St. Clair County Chief Judge John Baricevic said Wednesday that the way to restore the public's confidence in the judiciary in the wake of a courthouse drug scandal is for the judges to do their jobs.
Baricevic responded in an interview with the BND after he addressed the Belleville Chamber of Commerce's monthly Issues & Eggs event at the National Shrine of Our Lady of the Snows.
"We do our jobs. We get there in the morning and respond to the needs of the citizens," Baricevic said after the breakfast. "Our opportunity to interact is in the courtroom."
Baricevic did not mention the scandal during his speech. No one asked him about it when he opened the floor for questions.
Former Circuit Judge Mike Cook was arrested May 22 outside a Belleville home. Cook was charged in federal court with possession of heroin and being a user of a controlled substance in possession of a firearm. Cook is in a drug rehabilitation facility and the charges are pending. He has surrendered his law license.

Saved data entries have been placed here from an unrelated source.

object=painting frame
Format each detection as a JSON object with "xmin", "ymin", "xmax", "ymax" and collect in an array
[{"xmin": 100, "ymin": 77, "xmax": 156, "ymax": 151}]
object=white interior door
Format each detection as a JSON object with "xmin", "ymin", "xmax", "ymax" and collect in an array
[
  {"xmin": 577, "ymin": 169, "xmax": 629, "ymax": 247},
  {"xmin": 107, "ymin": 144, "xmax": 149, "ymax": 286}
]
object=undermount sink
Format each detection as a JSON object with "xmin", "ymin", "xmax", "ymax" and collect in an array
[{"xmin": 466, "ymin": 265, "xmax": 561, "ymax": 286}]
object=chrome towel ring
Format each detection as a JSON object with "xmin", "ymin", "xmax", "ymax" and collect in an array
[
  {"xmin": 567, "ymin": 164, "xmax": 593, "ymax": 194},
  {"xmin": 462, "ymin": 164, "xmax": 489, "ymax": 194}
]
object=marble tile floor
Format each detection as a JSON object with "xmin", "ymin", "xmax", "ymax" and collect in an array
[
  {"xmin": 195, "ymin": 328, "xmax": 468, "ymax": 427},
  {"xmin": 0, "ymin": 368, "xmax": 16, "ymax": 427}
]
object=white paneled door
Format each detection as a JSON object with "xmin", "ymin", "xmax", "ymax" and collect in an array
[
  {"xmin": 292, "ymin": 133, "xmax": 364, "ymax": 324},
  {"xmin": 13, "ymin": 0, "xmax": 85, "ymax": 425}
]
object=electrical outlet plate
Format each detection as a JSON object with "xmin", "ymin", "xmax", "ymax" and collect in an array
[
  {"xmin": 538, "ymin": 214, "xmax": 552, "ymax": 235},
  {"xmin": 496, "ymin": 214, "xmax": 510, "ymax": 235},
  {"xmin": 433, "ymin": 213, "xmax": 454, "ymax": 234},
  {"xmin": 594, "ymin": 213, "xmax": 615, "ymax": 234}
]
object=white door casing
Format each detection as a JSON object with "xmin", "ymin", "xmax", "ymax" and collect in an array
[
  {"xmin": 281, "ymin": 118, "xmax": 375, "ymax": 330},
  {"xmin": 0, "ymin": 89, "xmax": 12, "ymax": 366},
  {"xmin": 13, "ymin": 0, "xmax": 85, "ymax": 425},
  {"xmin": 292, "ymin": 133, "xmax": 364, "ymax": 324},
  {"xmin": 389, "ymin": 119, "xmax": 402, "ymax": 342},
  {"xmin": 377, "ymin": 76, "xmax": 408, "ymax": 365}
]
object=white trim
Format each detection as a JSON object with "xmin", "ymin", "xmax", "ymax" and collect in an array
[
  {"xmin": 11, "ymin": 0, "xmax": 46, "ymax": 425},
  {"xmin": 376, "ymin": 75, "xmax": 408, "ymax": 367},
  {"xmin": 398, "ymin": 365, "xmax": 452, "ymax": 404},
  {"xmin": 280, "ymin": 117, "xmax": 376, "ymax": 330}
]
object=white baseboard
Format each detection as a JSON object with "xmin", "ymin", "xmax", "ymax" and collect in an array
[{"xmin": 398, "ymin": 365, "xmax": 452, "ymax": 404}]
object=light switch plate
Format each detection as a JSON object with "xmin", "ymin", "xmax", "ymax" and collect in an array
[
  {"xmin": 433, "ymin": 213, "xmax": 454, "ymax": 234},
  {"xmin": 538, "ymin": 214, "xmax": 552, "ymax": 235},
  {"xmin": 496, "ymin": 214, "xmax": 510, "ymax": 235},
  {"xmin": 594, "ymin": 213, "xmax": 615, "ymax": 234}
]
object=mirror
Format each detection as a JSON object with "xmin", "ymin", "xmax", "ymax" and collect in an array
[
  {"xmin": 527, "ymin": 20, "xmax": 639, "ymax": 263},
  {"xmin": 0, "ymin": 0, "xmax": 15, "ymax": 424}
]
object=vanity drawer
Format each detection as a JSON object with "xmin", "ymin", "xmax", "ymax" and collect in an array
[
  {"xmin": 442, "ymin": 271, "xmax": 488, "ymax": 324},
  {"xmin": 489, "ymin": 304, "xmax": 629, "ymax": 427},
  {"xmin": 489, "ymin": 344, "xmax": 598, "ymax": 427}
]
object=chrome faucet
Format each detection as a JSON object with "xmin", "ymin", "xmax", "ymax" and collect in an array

Former St. Clair County probation officer James Fogarty also faces drug charges after he told an FBI investigator that he used cocaine with Cook and Joe Christ, a longtime St. Clair County prosecutor who was appointed an associate judge shortly before his death. Christ died as a result of a cocaine overdose at Cook's hunting cabin in Pike County in central Illinois, according to a coroner's report.
Federal drug charges against Fogarty also are pending.
Circuit Judges Zina Cruse, Robert Haida, Andrew Gleeson, Vincent Lopinot and associate judges Randy Kelley, Heinz Rudolf, Ellen Dauber, Julie Katz and Walter Brandon attended the breakfast.
Baricevic told the chamber members that judges most often see people who are unhappy to be in court, whether in a misdemeanor or traffic case, divorce or custody matter or a litigant in a civil suit.
Baricevic pointed to tightening state and county budgets leading to reductions in staff and stretched services.
But the judiciary continues to try to address needs by courtroom renovations that allow the courtrooms to be handicapped accessible and implement more technology.
The court also created drug court, veterans court and mental health court to offer more chances at rehabilitation and a reduction in incarceration and the resulting costs, Baricevic said.
Arbitration is reducing caseloads and cutting costs for litigants, Baricevic said.
The county is moving toward electronic filing of documents to save storage space, add public access to court documents and save litigants legal fees.
Baricevic said the judiciary and the county also are trying to facilitate the return of the Illinois Workers' Compensation Commission hearing to the courthouse in Belleville. The hearings were moved to Collinsville after the arbitrator who presided over the Belleville docket, Jennifer Teague, resigned in the wake of a scandal over access to a high-profile workers' compensation case and her handling of her own workers' comp case. She is now known as Jennifer Carril.
"Right now, it's not an absolute. All the details are worked out," Baricevic said. "We just need the governor's office to make a decision."
Baricevic ended by addressing judicial discipline, which he noted was handled by the Illinois Judicial Inquiry Board.
He urged attendees to "be good citizens" and if they see something they think is inappropriate to report it either to him or to the Judicial Inquiry Board. He added that when citizens are involved in the judicial process, they become the conscience of the community.
"You are the eyes and souls of the community," he said.